Transworld Ireland Publishers

It goes without saying that this Easter 2016 is by far the most significant the vast majority of this country’s population will remember. Schools both primary and secondary will have spent the time leading up to the historic occasion teaching their pupils the ins and outs of the Easter Rising, and former scholars may have been brushing up on their history, to better understand the importance of what is being commemorated this week. Indeed that’s how I was led to Marita Conlon-McKenna’s book about three sisters and their involvement in the Rising; it was an effort to go behind the big, now legendary names to those lesser known players in the revolution.
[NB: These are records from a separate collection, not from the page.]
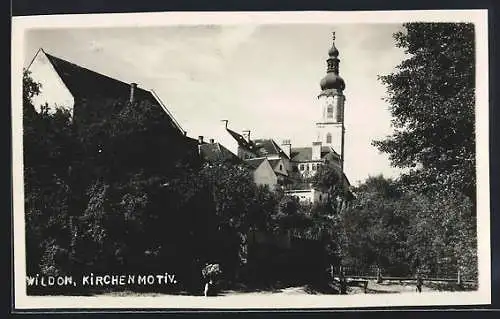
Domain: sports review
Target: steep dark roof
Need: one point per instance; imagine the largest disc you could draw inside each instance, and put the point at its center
(216, 152)
(255, 162)
(304, 154)
(240, 139)
(85, 83)
(274, 162)
(265, 147)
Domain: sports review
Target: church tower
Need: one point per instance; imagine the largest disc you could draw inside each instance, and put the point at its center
(330, 126)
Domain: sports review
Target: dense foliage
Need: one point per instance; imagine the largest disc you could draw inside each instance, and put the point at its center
(432, 100)
(121, 190)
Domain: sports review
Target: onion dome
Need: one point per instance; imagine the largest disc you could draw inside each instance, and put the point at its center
(332, 79)
(333, 52)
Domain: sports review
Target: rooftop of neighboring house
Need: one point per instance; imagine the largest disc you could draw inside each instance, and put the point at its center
(304, 154)
(255, 162)
(213, 152)
(85, 83)
(260, 147)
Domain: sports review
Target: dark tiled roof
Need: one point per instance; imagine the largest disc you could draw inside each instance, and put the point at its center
(260, 147)
(274, 162)
(266, 147)
(255, 162)
(304, 154)
(216, 152)
(240, 139)
(85, 83)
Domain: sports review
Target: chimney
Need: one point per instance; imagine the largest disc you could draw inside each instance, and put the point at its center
(287, 147)
(246, 135)
(316, 151)
(133, 88)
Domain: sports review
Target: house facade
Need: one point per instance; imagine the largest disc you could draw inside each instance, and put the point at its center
(90, 96)
(293, 166)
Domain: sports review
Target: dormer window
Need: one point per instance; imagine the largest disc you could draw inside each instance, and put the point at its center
(328, 138)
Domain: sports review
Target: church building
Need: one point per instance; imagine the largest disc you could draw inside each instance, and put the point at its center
(297, 165)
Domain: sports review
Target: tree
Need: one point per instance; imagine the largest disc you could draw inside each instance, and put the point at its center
(432, 101)
(46, 142)
(331, 181)
(376, 227)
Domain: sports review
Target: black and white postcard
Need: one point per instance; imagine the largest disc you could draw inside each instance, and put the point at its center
(251, 160)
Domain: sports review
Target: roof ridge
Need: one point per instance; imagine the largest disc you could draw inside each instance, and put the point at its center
(89, 70)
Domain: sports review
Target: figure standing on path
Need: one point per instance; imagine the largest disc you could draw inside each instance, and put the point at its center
(419, 282)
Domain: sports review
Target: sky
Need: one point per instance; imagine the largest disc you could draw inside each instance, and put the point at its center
(260, 77)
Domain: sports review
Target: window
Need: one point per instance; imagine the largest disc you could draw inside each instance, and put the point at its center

Like the fairly well received RTE production shown earlier this year Rebel Sisters focuses on women, but this is a true story even more fascinating than the fictitious one presented on screen. rebel sisters

The real life Giffords were a very well regarded Anglo-Irish family, one which boasted twelve red haired children (much to the chagrin of their mother), six boys and six girls. While the boys grew up to hold the loyalist views of their parents the girls, in different times in their lives, became supporters of the Irish Republic. Rebel Sisters follows three of them – Nellie, Grace and Muriel – each of whom have pivotal roles in the Rising.

Muriel trained as a nurse, affected by the death of their eldest brother at the age of 24. Through her youngest sister Sidney she was introduced to Thomas MacDonagh, poet and patriot, and the two fell deeply in love and married. Her story is intermingled with Nellie, a middle sister who finds her calling as a domestic science teacher and proves invaluable at The College of Surgeons during that fateful Easter Week and Grace, art school beauty and talented illustrator, perhaps better known as the widow of Joseph Mary Plunkett. Interestingly the story also dips in and out of their mother’s own, a woman staunch in her Protestantism and fiercely loyal to the crown’s presence in Ireland.

Their stories are weaved together alongside a familiar cast of characters including Nellie’s friend Rosie Hackett, Nora Dryhurst and Frank and Hanna Sheehy-Skeffington. The sisters’ circle included Countess Markievicz and Padraic Pearse, and at every turn in their lives they encounter one historical figure after another. Their individual stories are interesting but together they’re fascinating; without their effect on those around them, and their roles both accidental and deliberate in historical moments, we may have been learning very different things in our school day studies.

Conlon-McKenna tells a capable story, simply. Many readers will have encountered her work as children – I know my friends and I devoured her famine novel Under the Hawthorne Tree and its sequels, and although Rebel Sisters is not aimed towards children, pre-teens and teenagers whose interest may be piqued by the attention given towards the Rising would not find it too taxing a read, and would receive a very fulfilling companion piece to their learnings. Irish writers, particulaly for children, have an illustrious body of work inspired by history – amongst my favourites were Amelia by Siobhan Parkinson, set during the beginning of the Great War, Elizabeth O’Hara’s The Hiring Fair, the story of a girl and her introduction to domestic service in 1890 and The Secret of the Ruby Ring by Yvonne MacGorry, which took a young girl back in time to even earlier rebellion times in Ireland.

Irish saints and scholars’ connections with the past and to literature are intrinsically linked, a fact reinforced not only by our current poet President but indeed by a large number of the leaders of the Rising, and the introduction to history through fiction is invaluable. What makes Rebel Sisters even more interesting to the reader is that it’s all true.

It’s a big story, and a long book at 400 pages. There is a lot packed in, only a fraction of which I’ve outlined here, and the co-incidences, brushes with greatness and painful family struggles make for a powerful tale. You really couldn’t make it up so please, read it to believe it.